Everything depends on your threat model. In short, yes...it will greatly enhance your security...especially from remote attacks.

YubiKeys are not perfect, they're just tools and must be used in conjunction with good InfoSec practices. I highly recommend the ones from the 5 series.

If someone has physical access to your device it is almost certain they will be able to hack it given enough time and money. All we can really do is make it harder...take more time, cost more money.

In response the the subpoena topic, if you can remember your password, chances are it's easier to hack and you are not creating unique hard to crack passwords for all of your accounts.

YubiKey can be used with password managers like Bitwarden and KeePass to add another layer of security.

One setup could look like this:

Bitwarden 2-step auth with YubiKey or KeyPass with OTP challenge response enabled on YubiKey.

Aegis (Android) or Ravio OTP (iOS) can be installed on a separate device (only used for mission critical accounts) with it's recovery code secured in Bitwarden or KeePass + YubiKey.

...or you can print out the qr code and delete it from your device or store it offline on an encrypted usb device and only use it when necessary behind a vpn through a socks proxy over tor etc.

One of the YubiKey's (Hardware Key's) main advantage is that it protects against man in the middle attacks. It's also a phishing-resistant MFA that makes it more difficult to remotely hack since it requires physical touch.

Hardware keys can also be used to add another layer of security on mobile through via usb-c (better) or nfc if not port is available.

On the topic of backup methods for recovering an account if the YubiKey is lost or not present. As the op said, many services (not google) allow for other backup authentication methods.

I submit that this does not invalidate the usefulness of a hardware key.

YubiKey adoption is gaining more traction. The idea is to be mindful of which backup authentication you enable once you set up your YubiKey and make sure you have a min of 3 YubiKey backups.

Depending on your threat model, this could be one that stays plugged in to your laptop, one on a keychain, and one in an offsite location. Again, if someone has physical access to your device, it's just a matter of time and money.

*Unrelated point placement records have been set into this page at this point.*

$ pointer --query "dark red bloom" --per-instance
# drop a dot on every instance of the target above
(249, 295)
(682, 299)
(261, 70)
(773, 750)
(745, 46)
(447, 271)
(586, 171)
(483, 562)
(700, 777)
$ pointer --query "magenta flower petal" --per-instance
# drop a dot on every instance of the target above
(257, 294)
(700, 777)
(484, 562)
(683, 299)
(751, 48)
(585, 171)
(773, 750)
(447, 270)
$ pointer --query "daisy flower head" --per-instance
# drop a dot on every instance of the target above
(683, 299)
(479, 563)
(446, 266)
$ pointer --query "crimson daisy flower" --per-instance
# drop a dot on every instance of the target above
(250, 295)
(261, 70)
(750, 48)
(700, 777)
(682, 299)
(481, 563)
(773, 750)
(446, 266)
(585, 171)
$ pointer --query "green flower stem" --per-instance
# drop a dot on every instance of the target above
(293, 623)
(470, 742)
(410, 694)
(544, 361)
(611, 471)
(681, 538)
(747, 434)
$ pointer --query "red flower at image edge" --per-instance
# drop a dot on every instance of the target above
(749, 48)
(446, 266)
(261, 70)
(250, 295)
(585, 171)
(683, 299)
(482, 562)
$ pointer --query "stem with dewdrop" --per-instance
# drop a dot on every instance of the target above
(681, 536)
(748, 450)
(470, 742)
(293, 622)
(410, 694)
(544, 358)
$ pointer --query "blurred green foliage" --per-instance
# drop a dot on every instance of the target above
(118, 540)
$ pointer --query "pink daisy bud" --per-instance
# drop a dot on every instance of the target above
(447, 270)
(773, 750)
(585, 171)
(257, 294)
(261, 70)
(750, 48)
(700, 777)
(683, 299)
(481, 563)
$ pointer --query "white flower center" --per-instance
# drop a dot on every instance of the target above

Where it is available opt for a random recovery phrase as a backup authentication method for mission critical accounts, don't use sms. Store it in a password manager (online or offline) and set up YubiKey 2-step authentication on the PW manager.

If an authenticator app must be is used, (depending on your threat model) secure it with a pass on a separate device from your main device accessed offline.

Without knowing your specific situation, I can tell you that compartmentalizing your security in ways that don't automatically talk to each other is the goal. An offline hardware key significantly helps perform this function.

TLDR; Yes, they are absolutely worth it, I would say essential, but they are not perfect. They must be used with purpose and in addition to good InfoSec practices. You are better off using a physical hardware key than other 2fa options alone or no 2fa at all.